The obvious counterexample

Say, a population mean $\mu$ is being estimated using sample mean $\bar{X}_n = \frac{1}{n}\sum\limits_{i=1}^{n}X_i$, i.e. $\theta\equiv\mu$ and $\hat{\theta}_n\equiv\bar{X}_n$ then:
$$MSE = \var(\bar{X}_n – \mu) + (E[\bar{X}_n] – \mu)^2 $$
since $E[\bar{X}_n]=\mu$ and $\var(\mu) = 0$, we have:
$$MSE = \var(\bar{X}_n) = \frac{1}{n}\var(X)\xrightarrow[n\to\infty]{}0$$

So, the questions are:

  1. Why exactly $E[(\hat{\theta}_n – E[\hat{\theta}_n])^2]$ and $E[\hat{\theta}_n – \theta]$ cannot be decreased simultaneously?
  2. Why can't we just take some unbiased estimator and reduce the variance by increasing sample size?

Best Answer

First, nobody says that squared bias and variance behave just like $e^{\pm x}$, in case you are wondering.

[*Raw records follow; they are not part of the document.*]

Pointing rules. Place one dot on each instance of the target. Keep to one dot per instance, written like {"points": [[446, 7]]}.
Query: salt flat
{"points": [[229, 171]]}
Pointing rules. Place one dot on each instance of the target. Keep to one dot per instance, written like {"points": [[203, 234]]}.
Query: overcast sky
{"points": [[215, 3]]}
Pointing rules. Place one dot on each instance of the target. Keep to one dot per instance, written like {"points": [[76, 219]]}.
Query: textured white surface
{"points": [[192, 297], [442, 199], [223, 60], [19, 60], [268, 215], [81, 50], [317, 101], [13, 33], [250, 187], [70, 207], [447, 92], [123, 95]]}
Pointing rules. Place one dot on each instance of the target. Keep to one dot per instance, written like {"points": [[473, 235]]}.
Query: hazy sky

The point simply is that one increases and the other decreases. It'd similar to supply and demand curves in microeconomics, which are traditionally depicted as straight lines, which sometimes confuses people. Again, the point simply is that one slopes downward and the other upward.

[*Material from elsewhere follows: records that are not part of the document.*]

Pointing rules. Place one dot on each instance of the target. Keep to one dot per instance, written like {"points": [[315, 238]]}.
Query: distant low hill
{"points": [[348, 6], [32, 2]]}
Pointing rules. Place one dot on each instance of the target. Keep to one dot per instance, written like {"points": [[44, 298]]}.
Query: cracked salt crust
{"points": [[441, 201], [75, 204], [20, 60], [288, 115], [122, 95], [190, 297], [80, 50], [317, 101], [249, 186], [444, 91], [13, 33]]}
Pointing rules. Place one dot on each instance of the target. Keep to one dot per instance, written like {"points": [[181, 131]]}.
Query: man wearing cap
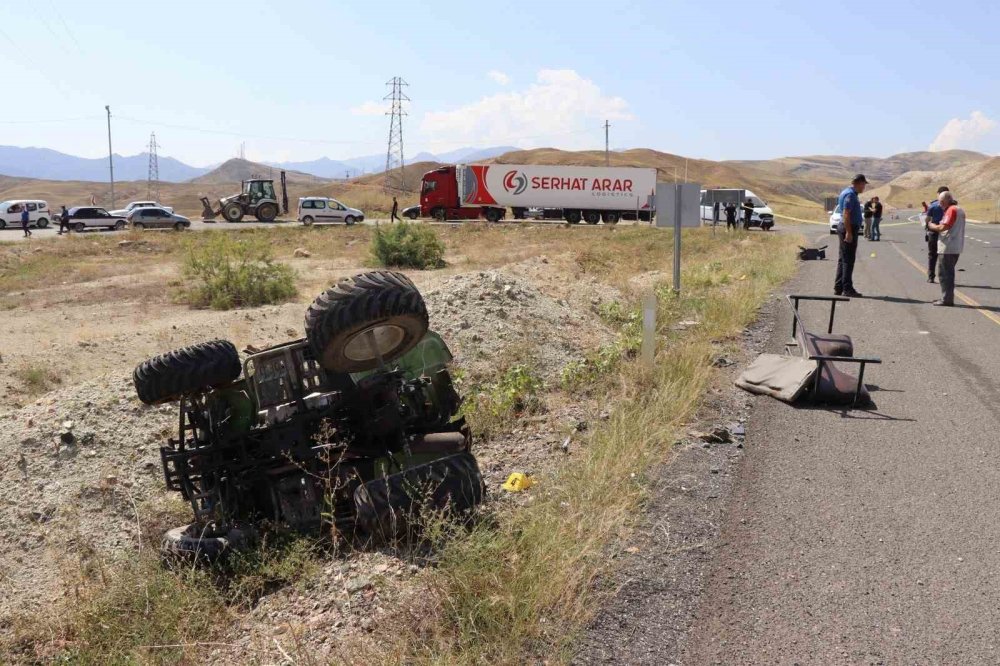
{"points": [[848, 230], [951, 242], [934, 214]]}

Your key confusion is about what is on the horizontal axis. It's model complexity - not sample size. Yes, as you write, if we use some unbiased estimator, then increasing the sample size will reduce its variance, and we will get a better model. However, the bias-variance tradeoff is in the context of a fixed sample size, and what we vary is the model complexity, e.g., by adding predictors.

If model A is too small and does not contain predictors whose true parameter value is nonzero, and model B encompasses model A but contains all predictors whose parameter values are nonzero, then parameter estimates from model A will be biased and from model B unbiased - but the variance of parameter estimates in model A will be smaller than for the same parameters in model B.